L’ancien capitaine de l’équipe nationale iranienne de football, Ali Daei, a vivement critiqué mardi les autorités après que sa famille a été empêchée de se rendre à l’étranger lundi, à la suite de ses déclarations en faveur des manifestations antigouvernementales qui se déroulent dans le pays depuis septembre, dans le sillage de la mort en détention de Mahsa Amini.
M. Daei a déclaré que les autorités aéroportuaires «n’ont pas donné de réponses» quant aux raisons pour lesquelles ils ont été empêchés de quitter le pays. «Quelle était la raison ? Voulaient-ils arrêter des terroristes ?» a-t-il demandé, avant de souligner que sa femme n’avait pas l’intention de se rendre aux États-Unis, a rapporté Radio Farda.
Selon les médias officiels iraniens, l’épouse de M. Daei a été interdite de voyage à l’étranger pour «participation à des émeutes» et «appel à la grève», raison pour laquelle elle n’a pas pu se rendre à Dubaï.
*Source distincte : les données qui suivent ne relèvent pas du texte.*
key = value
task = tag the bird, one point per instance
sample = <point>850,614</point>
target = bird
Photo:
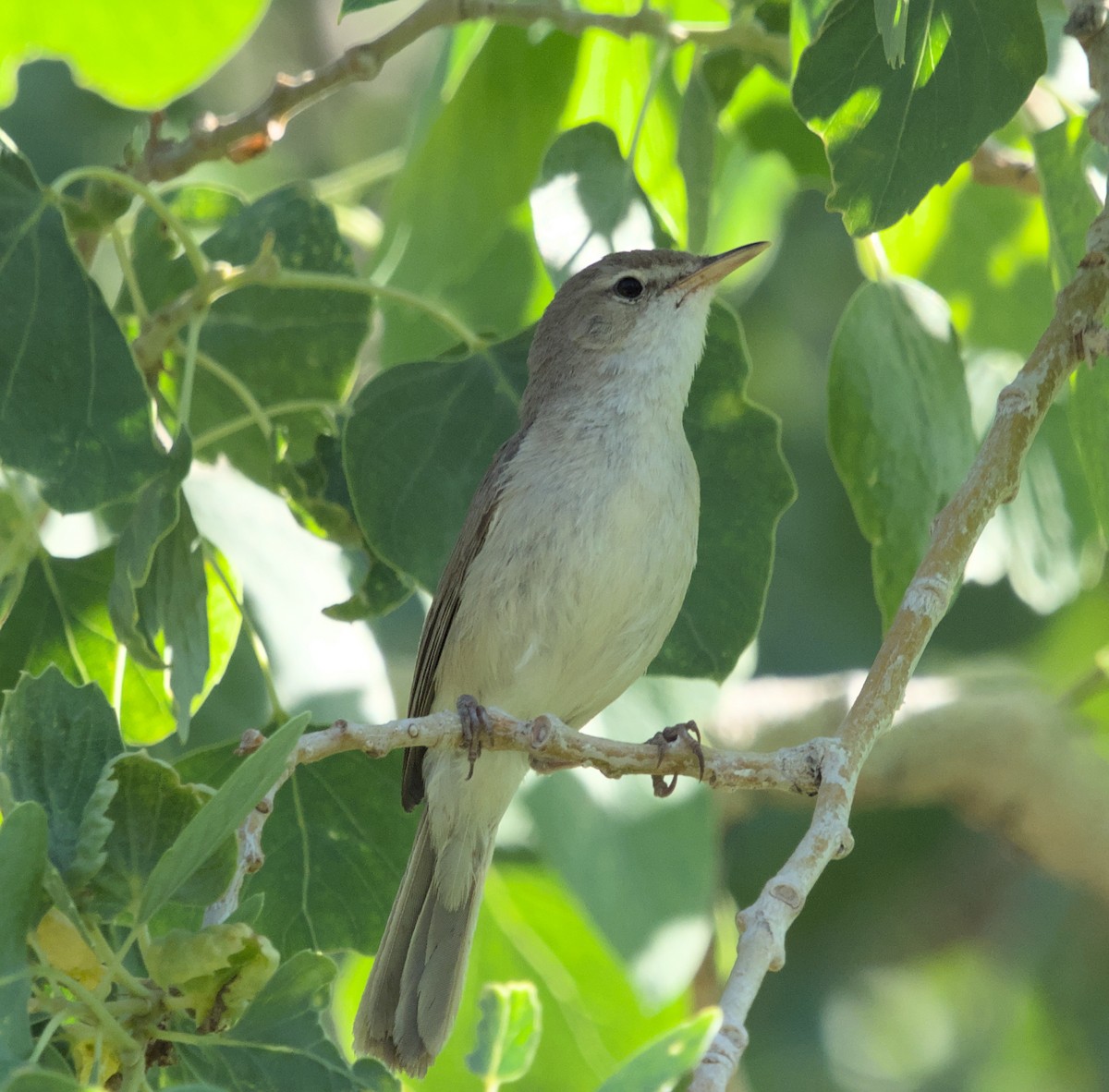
<point>568,574</point>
Les médias ont également souligné que l’objectif de la femme était de se rendre aux États-Unis.
La femme et la fille de M. Daei ont embarqué sur le vol, mais ont été déroutées pour faire une escale sur l’île iranienne de Kish, où elles ont dû descendre. «Quel était le but ? C’était un court voyage et ils voulaient revenir la semaine prochaine», a déclaré l’ancien footballeur, comme le rapporte l’agence de presse allemande DPA.
L’ancien footballeur iranien s’est montré solidaire des manifestants par le passé, ce qui a conduit les autorités à confisquer temporairement son passeport. Les autorités iraniennes ont jusqu’à présent exécuté deux personnes condamnées pour leur rôle dans les manifestations, tandis que plusieurs milliers de personnes ont été arrêtées.
Les Gardiens de la révolution iraniens ont récemment confirmé que plus de 300 personnes ont été tuées depuis le début des manifestations. Il s’agit du premier bilan officiel depuis le début des protestations, après la mort d’Amini, un membre de la minorité kurde d’Iran qui avait été arrêté pour avoir prétendument mal porté le voile. Ce chiffre est inférieur à celui fourni par l’ONG Iran Human Rights, qui évalue à plus de 400 le nombre de décès dus à la répression par les forces de sécurité.